The hike in the Shivapuri hills near Kathmandu leaves some of our unfit selves hungry and thirsty, so we decide to take a shortcut to Budhanilkantha, where we will wait for the others. They will make a detour to buy fresh fish for their meal, and we have plenty of time on our hands to wander around the temple complex.

The Budhanilkantha temple is dedicated to Lord Vishnu, whose magnificent stone image reclines in a pond. We tiptoe to look at it over milling schoolchildren and worshippers, who are out in full force this sunny morning. For some reason — laziness, probably — I don’t have any pictures of the temple, save the one above of a tree in the compound. We are content just to bask in the sunshine and get back our breath. The chill of the evenings is a distant memory, and in the spirit of mindfulness, we don’t have to think about the arduous climb back to the resort, where another steep flight of steps is to be encountered before we can get to the dining area.

At Budhanilkantha, we worship at the tiny shrine, make multiple trips to the pond as the crowd clears, and find ourselves seats that afford us a view of the compound. Isn’t it wonderful how time resists quantifying and measurement when you are on a peaceful break, especially in the hills? Sunrise brings the prospect of beauty and (hopefully mild) exercise, while sunset signals games around a bonfire, followed by hours of stories and pleasant conversation. If you are lucky, an old timer will supply you with ghost stories.

We are close to the end of our work retreat in Kathmandu. We have enjoyed our time here, despite the cold showers and the bitter nights. (My regular winter features lows in the mid-twenties Centigrade.) We have been touristy in Thamel and Durbar Square, eaten Newari Food, and evaded monkeys at Swayambhunath. One of us has lost a phone, which is recovered a few months later. We have crammed ourselves into jeeps which take us to the foot of the hill on which our resort stands. As the biting air gnaws at our fingers and ears, and the slope draws protests from our calf muscles, we have strained up to welcoming lights of the main cottage, collapsing in relief by the flickering bonfire.

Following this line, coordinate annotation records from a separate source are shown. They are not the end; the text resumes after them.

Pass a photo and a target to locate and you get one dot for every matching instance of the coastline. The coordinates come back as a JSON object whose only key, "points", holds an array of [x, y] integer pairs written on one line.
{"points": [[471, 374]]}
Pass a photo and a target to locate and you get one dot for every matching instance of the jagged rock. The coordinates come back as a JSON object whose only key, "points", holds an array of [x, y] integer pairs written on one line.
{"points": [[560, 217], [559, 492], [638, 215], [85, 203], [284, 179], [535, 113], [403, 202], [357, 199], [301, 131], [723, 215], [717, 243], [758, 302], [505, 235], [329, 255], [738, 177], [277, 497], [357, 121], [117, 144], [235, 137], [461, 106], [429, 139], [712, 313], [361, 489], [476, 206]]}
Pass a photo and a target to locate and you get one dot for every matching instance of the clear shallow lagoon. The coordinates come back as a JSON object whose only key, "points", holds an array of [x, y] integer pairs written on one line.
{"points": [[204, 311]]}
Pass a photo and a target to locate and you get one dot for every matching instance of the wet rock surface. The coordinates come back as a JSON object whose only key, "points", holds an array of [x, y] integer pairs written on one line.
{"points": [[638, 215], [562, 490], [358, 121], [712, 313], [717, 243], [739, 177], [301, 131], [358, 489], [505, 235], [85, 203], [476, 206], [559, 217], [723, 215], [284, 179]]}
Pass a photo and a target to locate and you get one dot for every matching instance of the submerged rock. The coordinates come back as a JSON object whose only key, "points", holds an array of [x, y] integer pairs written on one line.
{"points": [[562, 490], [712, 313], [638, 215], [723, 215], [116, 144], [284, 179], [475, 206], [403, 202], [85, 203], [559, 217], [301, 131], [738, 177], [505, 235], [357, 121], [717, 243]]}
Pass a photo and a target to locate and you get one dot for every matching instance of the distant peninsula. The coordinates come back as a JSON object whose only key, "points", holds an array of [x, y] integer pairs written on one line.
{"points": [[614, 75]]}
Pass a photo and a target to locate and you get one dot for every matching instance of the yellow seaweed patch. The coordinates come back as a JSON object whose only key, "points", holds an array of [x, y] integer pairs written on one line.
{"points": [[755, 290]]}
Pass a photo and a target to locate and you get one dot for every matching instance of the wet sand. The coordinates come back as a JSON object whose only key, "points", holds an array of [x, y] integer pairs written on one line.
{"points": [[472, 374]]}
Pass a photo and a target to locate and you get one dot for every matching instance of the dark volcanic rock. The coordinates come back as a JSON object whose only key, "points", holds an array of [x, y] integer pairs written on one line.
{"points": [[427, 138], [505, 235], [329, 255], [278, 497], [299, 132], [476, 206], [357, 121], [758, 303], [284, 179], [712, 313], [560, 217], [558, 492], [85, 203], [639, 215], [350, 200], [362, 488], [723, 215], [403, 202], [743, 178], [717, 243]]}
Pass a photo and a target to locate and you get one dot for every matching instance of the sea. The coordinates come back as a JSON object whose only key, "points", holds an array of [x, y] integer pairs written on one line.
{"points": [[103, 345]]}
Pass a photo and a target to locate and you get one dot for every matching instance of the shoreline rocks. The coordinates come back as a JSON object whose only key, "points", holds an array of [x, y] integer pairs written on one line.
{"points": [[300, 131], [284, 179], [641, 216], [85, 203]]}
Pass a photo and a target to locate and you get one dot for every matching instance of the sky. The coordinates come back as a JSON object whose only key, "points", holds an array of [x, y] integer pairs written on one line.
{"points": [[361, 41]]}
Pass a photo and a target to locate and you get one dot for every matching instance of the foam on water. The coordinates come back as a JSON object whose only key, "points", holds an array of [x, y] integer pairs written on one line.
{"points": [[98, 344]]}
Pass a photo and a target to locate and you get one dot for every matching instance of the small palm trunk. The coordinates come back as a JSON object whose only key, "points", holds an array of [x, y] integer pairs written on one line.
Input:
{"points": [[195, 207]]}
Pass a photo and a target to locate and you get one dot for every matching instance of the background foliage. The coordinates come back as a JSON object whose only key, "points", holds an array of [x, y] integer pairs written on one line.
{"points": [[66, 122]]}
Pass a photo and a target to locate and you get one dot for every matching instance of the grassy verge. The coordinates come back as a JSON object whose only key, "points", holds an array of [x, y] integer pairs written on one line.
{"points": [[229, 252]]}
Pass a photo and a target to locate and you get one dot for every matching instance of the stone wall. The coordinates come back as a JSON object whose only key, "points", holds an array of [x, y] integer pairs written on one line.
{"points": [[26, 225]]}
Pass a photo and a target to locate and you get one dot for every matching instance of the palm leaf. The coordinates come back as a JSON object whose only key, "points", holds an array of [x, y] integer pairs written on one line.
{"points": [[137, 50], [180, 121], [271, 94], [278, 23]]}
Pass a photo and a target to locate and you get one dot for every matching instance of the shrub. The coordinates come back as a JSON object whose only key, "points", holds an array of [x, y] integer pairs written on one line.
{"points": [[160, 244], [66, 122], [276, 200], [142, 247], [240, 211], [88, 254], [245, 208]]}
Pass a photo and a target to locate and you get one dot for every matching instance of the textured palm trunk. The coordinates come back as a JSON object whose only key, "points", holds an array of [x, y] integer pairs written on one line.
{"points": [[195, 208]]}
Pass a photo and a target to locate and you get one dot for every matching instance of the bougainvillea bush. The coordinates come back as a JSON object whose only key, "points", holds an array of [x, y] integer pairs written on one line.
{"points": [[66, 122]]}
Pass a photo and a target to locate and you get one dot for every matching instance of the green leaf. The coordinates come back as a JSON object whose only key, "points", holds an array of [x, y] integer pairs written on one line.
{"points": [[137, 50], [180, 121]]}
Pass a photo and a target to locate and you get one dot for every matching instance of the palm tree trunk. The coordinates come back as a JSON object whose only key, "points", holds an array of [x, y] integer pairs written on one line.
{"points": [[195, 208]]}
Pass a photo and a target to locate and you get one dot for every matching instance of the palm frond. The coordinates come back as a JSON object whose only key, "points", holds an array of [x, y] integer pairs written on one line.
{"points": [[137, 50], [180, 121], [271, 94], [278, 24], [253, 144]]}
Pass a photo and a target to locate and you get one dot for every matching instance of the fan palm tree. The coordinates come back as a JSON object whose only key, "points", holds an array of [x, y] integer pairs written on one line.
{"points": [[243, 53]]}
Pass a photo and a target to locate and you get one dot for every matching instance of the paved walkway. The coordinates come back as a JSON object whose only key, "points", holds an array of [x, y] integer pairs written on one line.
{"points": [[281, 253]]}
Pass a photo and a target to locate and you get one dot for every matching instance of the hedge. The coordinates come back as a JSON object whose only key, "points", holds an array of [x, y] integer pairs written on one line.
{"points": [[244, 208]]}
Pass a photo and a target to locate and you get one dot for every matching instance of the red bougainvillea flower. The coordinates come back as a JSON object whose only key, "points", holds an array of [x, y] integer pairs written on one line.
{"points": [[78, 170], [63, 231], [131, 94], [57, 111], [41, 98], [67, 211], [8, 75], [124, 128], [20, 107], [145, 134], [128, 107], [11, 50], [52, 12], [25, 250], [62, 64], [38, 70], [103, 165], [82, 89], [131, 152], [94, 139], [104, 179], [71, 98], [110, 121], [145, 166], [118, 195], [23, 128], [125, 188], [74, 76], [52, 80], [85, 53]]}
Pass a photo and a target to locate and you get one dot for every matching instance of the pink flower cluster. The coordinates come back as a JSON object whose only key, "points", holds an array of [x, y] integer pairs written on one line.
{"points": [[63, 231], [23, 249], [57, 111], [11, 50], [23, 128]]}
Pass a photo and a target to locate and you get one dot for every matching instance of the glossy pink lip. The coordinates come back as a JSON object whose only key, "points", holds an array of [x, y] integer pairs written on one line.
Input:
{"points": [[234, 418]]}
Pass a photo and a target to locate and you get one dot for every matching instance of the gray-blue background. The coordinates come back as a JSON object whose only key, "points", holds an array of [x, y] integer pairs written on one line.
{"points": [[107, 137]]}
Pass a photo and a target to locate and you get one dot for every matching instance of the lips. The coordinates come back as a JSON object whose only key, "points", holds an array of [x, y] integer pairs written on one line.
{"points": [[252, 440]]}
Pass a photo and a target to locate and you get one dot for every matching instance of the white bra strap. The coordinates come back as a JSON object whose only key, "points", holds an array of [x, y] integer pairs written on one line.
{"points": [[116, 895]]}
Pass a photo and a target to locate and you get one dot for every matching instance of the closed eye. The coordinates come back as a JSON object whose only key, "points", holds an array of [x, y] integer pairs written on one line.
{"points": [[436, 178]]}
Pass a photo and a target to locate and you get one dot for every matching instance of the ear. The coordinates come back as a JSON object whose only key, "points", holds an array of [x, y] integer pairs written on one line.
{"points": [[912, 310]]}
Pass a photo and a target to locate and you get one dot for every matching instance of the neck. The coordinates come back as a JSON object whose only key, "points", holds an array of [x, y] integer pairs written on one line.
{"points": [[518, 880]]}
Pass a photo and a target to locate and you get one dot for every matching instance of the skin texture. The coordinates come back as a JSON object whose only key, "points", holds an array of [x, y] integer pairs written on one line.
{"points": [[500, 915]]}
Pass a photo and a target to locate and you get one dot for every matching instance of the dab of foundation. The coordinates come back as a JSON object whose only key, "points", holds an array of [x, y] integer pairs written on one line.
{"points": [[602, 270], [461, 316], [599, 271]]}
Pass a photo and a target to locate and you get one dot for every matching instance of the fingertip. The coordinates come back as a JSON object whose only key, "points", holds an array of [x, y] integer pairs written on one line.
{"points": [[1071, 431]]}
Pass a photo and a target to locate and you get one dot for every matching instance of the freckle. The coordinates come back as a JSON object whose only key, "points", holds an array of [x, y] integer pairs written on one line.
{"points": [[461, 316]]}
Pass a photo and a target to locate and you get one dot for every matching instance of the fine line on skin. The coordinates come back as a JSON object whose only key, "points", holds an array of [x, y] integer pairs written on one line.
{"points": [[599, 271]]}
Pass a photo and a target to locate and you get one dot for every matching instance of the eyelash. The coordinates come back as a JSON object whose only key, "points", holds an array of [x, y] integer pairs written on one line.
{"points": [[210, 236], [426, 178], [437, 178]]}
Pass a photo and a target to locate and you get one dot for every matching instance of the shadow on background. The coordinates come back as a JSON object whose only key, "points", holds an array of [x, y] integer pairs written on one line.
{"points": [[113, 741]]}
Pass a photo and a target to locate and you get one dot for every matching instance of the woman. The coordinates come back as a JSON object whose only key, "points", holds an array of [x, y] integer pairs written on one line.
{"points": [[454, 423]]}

Naturally, we deserve this rest at Budhanilkantha before our early flight to Kathmandu (which we are not allowed to take —but that is another story). How wonderful it is to sit and do nothing; to not scroll aimlessly on my phone or to actively wait with an eye on the time, but to simply linger, eavesdrop, be curious, then lapse into delicious languor. In the evening, we will have a lavish send-off dinner, play Jenga and Mafia, finish packing, then turn in early so that we can wake up at the ungodly hour of 4 am.

I can’t wait to pack my bags again. Or I could just learn to enjoy a bit of languor here. But you know which is more fun.